Daily Form January 26, 2010

Inter-market Technical Analysis using algorithmic pattern detection

TUESDAY JANUARY 26, 2010       05:58 ET

Continuing with the theme from last week’s commentaries, amidst all of the hyperbole and noise that has followed in the wake of the Obama/Volcker initiative, there has been a tendency to overlook the consequences for the financial economy of a less accommodating Chinese monetary stance.
Traders in the Hang Seng have not been so distracted from this and clobbered the index with an almost 500 point or 2.5% fall in Asian trading. Having taken out support at 21,000 there are further layers of minor support at 20,000 but if this does not hold there could be a much nastier fall ahead.

The chart for the Nasdaq Composite (NDX) reveals classical symptoms of negative divergences between price which had reached a plateau and an obviously downward sloping RSI slope with associated weakness and a crossover on the MACD chart. These indicators are not always reliable but notice should be taken of them especially when an index or security is at a multi-period high.
This is one of the technical patterns which I focus on in my TA workshops, more of which are being scheduled during H1, 2010 and for which details will be publicized here in coming weeks.

The FX markets are moving fairly decisively this morning in European trading. Sterling is doing what it does best which is to fall against almost everything after the UK government announced that the country has finally exited its recession but with a disappointing 0.1% growth figure for the last quarter of 2009.
Despite much more cheerful forecasts from many UK economists and pundits the actual number is hardly an occasion for celebration.
The tide appears to be turning in favor of dollar bulls or perhaps more accurately it would be better to say that it is turning against the huge number of dollar bears.
Watch the USD/CHF cross rate for a possible break above 1.0540 which would be a strong buy signal for the US currency against the Swiss Franc.

As commented here before the exception which could prove the rule for US dollar strength and which underlines the growing risk aversion theme which is now becoming far more visible in inter-market alignments, is the strength of the Japanese yen.
The long term weekly chart for the USD/JPY pair shows a remarkably persistent descending wedge pattern which is bearish. However a break above the hypotenuse to the right angled triangle would be a game changer for this pair, and whilst I am not predicting it in the immediate future, the yen seems to be increasingly overextended given the poor state of the Japanese public finances and with a negative outlook being registered today by S&P for the sovereign debt of the second largest economy in the world.

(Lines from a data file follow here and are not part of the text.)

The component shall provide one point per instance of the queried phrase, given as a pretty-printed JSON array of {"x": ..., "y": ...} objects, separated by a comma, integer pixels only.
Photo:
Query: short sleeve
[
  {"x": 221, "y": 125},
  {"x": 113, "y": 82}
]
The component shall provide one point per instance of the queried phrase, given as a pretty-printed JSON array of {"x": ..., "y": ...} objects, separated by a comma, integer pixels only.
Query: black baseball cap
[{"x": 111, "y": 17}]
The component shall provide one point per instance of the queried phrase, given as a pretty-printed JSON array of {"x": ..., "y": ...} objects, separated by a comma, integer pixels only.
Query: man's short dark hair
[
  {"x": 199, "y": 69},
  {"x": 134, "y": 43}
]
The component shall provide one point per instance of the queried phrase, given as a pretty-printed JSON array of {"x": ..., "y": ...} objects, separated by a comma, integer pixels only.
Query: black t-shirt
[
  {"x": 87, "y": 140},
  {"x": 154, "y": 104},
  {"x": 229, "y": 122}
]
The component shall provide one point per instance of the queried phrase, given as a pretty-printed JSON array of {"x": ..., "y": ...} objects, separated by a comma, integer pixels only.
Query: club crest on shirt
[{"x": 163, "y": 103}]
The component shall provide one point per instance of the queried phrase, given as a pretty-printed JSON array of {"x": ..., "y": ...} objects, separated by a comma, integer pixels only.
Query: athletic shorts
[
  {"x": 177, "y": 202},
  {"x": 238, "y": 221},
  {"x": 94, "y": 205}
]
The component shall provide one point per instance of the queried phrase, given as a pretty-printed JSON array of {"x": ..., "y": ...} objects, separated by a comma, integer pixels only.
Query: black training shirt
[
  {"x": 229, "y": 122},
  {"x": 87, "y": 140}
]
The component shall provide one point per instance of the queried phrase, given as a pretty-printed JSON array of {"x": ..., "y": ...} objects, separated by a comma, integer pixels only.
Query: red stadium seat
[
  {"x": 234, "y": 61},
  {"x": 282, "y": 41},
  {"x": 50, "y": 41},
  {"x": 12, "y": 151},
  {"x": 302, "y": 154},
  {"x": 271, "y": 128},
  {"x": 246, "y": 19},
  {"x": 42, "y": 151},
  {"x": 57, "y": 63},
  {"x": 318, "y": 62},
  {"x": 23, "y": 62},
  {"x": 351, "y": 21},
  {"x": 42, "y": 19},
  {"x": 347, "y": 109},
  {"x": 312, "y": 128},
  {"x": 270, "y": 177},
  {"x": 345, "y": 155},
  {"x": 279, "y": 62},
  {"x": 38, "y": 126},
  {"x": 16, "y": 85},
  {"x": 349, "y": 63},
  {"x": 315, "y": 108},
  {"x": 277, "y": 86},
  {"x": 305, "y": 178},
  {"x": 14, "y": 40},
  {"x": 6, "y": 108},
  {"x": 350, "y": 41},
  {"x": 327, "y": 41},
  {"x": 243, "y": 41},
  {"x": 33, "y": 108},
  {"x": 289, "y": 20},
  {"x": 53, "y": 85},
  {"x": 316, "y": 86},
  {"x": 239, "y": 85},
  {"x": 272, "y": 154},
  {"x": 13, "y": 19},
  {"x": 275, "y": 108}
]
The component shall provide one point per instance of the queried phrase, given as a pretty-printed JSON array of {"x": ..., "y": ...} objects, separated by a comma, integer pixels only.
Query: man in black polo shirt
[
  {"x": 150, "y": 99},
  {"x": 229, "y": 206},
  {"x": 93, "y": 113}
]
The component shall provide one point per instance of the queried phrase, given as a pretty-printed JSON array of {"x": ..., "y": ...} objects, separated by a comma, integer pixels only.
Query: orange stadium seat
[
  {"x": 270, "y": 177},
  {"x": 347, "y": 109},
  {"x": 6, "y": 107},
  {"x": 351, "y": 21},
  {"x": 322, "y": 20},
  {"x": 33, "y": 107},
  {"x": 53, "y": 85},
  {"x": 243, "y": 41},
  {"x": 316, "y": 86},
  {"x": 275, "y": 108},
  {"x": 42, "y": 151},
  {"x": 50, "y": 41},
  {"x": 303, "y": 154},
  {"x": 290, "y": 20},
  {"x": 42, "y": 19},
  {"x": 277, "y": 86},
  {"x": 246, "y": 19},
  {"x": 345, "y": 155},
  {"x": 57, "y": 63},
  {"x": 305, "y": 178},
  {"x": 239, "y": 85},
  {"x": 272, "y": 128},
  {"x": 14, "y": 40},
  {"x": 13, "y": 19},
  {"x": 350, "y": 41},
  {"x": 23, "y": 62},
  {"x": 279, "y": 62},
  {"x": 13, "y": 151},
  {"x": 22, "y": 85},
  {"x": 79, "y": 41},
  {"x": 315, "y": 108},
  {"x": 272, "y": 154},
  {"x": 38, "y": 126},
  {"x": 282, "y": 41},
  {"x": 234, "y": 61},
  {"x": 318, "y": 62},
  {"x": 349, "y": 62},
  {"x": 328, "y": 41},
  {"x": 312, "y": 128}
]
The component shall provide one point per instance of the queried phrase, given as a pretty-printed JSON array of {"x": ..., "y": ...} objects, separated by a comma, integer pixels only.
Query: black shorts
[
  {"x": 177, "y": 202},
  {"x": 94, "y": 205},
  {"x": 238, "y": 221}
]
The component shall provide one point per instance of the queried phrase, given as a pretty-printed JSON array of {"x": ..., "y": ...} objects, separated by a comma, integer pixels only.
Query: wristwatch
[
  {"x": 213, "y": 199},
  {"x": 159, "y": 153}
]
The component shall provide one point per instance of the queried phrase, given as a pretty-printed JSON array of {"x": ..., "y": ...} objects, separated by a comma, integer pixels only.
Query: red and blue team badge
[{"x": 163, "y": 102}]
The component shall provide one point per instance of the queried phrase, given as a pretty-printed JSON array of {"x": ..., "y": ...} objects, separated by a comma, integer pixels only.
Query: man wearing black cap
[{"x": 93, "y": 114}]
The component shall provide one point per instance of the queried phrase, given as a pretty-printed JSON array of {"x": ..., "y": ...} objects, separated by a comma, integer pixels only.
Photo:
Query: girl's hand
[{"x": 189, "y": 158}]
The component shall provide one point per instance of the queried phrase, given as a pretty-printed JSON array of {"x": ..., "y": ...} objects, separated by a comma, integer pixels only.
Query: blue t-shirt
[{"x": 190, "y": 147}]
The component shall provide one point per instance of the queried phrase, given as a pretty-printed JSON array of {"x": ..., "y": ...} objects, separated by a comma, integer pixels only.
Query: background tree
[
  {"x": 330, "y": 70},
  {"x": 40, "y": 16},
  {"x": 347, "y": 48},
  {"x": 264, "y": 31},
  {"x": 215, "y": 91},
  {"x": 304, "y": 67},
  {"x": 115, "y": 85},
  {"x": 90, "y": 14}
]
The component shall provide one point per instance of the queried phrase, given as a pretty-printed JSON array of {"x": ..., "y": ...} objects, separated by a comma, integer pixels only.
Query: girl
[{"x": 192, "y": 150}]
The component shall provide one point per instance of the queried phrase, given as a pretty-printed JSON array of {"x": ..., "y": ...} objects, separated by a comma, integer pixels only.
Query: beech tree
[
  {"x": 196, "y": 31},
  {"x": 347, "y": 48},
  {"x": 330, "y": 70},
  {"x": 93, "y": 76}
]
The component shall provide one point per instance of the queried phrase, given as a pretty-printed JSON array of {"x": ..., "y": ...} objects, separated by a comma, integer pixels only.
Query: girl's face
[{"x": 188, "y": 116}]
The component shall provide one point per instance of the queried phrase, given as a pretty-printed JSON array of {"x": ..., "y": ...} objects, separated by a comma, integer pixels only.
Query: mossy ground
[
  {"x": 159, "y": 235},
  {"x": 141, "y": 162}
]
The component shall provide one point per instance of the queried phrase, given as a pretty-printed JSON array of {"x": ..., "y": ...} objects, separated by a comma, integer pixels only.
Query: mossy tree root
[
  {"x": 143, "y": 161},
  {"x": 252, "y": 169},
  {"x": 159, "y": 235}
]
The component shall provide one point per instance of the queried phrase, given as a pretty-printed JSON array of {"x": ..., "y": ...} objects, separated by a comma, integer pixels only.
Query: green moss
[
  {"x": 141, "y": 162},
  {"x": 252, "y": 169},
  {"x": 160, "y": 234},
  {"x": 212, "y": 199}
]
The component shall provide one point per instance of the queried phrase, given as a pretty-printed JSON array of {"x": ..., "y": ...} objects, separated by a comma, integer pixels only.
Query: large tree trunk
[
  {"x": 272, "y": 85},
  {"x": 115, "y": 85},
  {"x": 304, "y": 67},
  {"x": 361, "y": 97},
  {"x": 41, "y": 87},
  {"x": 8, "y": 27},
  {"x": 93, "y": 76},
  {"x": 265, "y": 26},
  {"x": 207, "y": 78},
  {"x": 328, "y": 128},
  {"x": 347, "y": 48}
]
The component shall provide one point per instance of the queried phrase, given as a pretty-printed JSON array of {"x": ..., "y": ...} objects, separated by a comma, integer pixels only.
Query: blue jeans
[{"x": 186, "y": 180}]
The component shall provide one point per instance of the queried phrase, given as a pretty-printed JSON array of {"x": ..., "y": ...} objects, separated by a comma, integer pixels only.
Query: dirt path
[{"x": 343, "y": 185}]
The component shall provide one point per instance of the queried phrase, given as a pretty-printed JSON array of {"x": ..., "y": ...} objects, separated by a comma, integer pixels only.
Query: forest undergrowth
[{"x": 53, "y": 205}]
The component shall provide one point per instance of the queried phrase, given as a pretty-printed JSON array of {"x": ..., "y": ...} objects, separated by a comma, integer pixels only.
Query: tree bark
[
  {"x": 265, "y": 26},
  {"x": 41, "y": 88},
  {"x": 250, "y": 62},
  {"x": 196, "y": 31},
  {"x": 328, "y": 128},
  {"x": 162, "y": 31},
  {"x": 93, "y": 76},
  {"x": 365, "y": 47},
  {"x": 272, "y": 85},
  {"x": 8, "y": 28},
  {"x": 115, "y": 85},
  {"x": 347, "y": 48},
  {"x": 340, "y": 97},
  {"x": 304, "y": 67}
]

The patterns identified below should be considered as indicative of eventual price direction in forthcoming trading sessions.
None of these setups should be seen as specifically opportune for the current trading session.
For a more comprehensive listing of price formations detected by our pattern recognition algorithms please visit TradeWithForm


From my twitter account yesterday I alerted that the AUD/USD looked ready to break down from the triangular pattern evident on the chart below. Giving further plausibility to that opinion was the rolling top pattern which is clearly visible on the 240 minute chart. Trading in Asia overnight saw the breakdown occur and yet again the weakness in the Aussie currency underlines the fallout from the Chinese more restrictive monetary policy and the diminution in the appetite for risk assets in general.
A re-test of lows seen in December now seems likely.